Seni çok seviyorum babam!
Havai fişeklerin gürültüleri arasında gurbetteki bir baba uzaklardaki, çok uzaklardaki canı gibi sevdiği oğlundan gelen doğum günü mesajını hem okuyor hem ağlıyor, hıçkırıklarına hâkim olamıyor.
Binlerce, on binlerce baba gibi…
Oğlunun mesajı bitmesine rağmen hem göz pınarlarında biriken yaşları siliyor hem de bir eliyle telefonun tuşları ile meşgul oluyor
Önce öylesine istemsiz bir hareket diye düşünüyorum.

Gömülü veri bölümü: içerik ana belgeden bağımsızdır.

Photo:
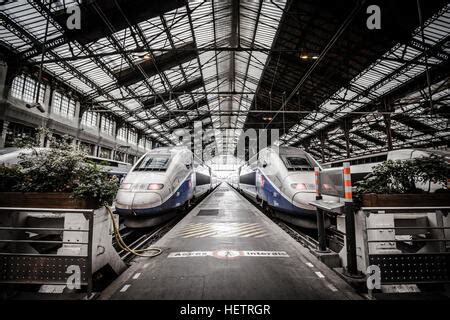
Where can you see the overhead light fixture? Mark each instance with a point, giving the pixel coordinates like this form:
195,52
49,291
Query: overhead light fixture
147,56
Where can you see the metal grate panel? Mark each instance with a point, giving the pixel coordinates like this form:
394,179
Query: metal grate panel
413,268
40,269
208,212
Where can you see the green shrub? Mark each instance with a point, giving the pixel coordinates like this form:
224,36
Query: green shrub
9,176
59,169
401,176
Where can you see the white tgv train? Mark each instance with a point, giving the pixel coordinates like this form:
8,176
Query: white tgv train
282,179
161,181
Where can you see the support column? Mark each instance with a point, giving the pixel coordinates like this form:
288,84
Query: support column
322,145
387,123
4,131
346,126
8,70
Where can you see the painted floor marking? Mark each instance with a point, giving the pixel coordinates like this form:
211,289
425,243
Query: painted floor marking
228,254
125,287
319,274
222,230
333,288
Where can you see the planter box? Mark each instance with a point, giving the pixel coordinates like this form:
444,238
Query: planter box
53,200
406,200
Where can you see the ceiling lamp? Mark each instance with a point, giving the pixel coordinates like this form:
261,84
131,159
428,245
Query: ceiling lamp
147,56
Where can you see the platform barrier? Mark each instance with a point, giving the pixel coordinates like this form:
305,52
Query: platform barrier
410,245
21,260
336,183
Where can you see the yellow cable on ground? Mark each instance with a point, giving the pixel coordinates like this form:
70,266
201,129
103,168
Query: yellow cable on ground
123,246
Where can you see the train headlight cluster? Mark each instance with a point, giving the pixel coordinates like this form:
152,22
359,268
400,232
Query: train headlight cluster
155,186
299,186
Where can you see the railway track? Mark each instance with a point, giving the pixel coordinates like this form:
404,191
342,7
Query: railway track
137,239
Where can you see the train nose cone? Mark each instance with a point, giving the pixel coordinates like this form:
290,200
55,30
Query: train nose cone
143,200
146,200
302,200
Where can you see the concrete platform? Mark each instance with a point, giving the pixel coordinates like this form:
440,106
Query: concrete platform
227,249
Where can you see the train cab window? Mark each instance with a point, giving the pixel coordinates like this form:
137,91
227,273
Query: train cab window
298,163
153,162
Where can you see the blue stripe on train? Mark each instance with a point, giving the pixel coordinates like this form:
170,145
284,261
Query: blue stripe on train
178,198
279,202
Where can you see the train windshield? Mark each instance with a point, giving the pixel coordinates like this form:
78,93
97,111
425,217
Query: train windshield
298,163
153,162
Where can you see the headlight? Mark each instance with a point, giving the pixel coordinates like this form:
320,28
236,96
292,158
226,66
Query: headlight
299,186
155,186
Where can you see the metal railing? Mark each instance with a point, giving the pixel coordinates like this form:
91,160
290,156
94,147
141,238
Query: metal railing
19,267
431,265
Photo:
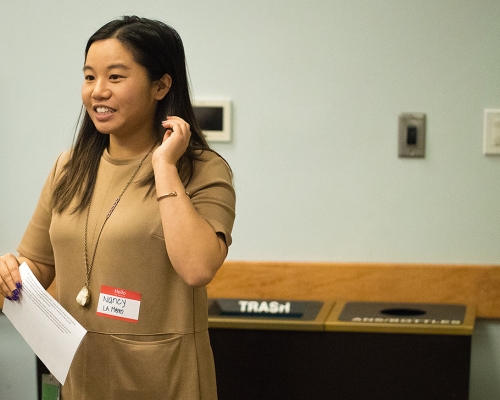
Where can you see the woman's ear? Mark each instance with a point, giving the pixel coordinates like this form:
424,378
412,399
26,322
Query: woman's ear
162,86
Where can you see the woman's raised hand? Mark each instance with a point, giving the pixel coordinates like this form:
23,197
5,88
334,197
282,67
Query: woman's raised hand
10,277
175,141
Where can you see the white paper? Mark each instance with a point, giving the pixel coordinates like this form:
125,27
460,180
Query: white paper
51,332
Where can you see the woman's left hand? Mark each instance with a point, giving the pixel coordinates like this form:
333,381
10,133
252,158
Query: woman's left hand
175,141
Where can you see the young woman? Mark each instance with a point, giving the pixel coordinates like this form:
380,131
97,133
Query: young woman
140,209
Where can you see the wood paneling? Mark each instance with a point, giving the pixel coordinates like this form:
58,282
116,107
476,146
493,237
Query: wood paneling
463,284
420,283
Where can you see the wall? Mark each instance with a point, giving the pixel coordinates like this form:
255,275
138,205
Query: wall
317,87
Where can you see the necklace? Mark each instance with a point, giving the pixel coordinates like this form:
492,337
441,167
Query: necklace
83,296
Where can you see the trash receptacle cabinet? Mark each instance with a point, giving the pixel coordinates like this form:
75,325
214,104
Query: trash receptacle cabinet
340,350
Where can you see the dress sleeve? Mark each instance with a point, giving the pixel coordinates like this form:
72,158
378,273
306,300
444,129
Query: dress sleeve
212,193
36,244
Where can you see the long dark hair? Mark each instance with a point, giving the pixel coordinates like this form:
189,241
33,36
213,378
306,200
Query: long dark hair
158,48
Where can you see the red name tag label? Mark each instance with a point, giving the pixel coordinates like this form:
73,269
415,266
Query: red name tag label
119,304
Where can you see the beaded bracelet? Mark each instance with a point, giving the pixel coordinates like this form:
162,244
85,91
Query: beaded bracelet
171,194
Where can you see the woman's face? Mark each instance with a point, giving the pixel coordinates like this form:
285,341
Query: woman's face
117,92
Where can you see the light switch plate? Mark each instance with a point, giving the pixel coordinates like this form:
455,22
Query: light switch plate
214,117
491,132
411,135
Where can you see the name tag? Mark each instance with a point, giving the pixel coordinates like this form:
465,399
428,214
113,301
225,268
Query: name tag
119,304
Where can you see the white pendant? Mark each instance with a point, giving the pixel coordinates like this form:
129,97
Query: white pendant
83,296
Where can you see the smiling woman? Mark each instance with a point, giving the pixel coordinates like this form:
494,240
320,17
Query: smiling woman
119,96
138,213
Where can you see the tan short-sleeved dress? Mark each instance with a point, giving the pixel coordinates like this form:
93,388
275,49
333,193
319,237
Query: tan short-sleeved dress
166,353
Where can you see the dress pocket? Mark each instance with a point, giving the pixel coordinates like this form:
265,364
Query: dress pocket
144,367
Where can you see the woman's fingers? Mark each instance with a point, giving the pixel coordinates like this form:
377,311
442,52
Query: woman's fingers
10,277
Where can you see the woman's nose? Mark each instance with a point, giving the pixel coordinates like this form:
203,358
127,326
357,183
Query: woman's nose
101,90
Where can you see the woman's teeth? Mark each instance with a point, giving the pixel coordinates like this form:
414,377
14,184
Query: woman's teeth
104,110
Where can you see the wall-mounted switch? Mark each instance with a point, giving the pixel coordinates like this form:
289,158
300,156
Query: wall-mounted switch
491,134
411,135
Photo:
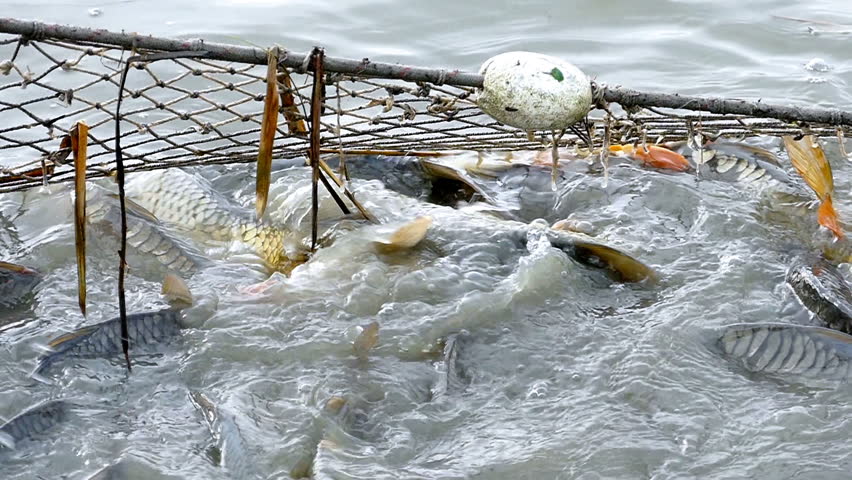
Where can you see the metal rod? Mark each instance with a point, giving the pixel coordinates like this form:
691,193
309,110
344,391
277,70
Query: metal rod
235,53
366,68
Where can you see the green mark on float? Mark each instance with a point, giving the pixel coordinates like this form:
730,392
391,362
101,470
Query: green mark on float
557,74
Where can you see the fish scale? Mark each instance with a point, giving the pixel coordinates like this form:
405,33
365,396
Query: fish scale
236,456
790,349
33,422
183,199
145,233
104,339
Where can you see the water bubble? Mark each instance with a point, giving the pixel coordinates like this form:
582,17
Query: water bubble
538,390
817,65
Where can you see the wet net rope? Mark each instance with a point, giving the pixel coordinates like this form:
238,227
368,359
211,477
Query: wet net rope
193,103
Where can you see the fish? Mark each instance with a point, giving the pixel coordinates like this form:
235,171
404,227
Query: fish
823,290
618,265
785,349
190,202
236,458
737,162
128,469
16,284
103,340
32,423
146,234
452,377
809,160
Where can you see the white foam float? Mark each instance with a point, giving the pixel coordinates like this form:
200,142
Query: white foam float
532,91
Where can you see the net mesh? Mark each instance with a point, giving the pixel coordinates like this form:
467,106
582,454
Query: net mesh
192,111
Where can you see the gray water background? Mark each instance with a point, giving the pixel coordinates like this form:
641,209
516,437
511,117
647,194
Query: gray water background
572,378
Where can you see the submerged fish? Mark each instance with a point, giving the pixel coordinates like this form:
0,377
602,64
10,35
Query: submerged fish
16,284
33,422
783,349
188,201
823,290
145,233
143,329
451,373
236,458
539,197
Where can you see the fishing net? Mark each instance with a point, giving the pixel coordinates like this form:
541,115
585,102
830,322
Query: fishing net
191,103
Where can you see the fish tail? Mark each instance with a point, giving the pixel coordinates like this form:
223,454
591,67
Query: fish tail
828,218
654,156
809,160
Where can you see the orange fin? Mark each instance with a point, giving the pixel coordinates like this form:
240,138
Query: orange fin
809,160
70,336
827,217
655,156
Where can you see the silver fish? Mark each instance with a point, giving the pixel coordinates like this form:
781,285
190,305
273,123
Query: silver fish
784,349
236,458
823,290
126,469
738,162
190,202
104,339
16,284
451,374
145,233
33,422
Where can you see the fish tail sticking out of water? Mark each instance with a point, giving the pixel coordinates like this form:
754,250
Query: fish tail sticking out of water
16,284
821,288
809,160
452,377
236,459
104,339
653,155
783,349
32,423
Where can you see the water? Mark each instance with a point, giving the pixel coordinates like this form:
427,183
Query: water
570,377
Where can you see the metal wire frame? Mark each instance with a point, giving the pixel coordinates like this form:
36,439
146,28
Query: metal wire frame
208,110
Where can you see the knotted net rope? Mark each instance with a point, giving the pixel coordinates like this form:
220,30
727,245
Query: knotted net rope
194,103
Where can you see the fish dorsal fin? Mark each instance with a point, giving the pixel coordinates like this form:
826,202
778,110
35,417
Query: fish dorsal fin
834,335
176,291
82,332
625,267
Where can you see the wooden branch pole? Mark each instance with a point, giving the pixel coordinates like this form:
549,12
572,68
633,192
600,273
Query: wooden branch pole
314,152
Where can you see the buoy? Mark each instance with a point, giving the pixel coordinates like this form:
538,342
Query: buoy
532,91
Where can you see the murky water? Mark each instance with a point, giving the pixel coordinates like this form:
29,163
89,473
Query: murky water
569,376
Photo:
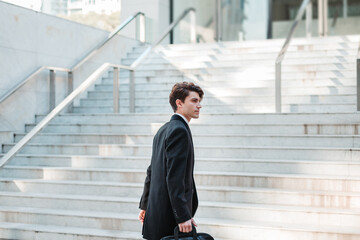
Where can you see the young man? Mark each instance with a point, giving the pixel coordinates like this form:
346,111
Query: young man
170,198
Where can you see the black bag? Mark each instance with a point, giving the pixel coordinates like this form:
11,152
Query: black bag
188,236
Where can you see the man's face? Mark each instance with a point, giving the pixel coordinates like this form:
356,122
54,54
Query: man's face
190,108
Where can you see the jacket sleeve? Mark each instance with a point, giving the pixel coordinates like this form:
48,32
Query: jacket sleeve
176,150
145,195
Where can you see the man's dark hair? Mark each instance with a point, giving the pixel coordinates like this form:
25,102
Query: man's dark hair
181,91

Sonra anlıyorum ki sosyal medya üzerinden kocasının hapishanede yaptığı en değerli hatıraları satmak zorunda kalan bir mağdurla yazışıyor.
Kadın, “oğlumun bereketi bu” diye yazıyor:
Öğreniyorum ki kadının otistik bir oğlu var. Kocası dört duvar arasında. Kızının biri dünyanın bir ucunda, bir oğlu Kanada’da.
Çaresiz anne, çareyi kocasının hatıralarını satmakta bulmuş.
Anlıyorum ki; karşımdaki insan sadece çocuklarının babası değil, bütün dünya çocukları onun.
Koca bir yılın son günlerinde o baba ve oğuldan anlıyorum ki önemli olan yılın sonu değil yolun sonu.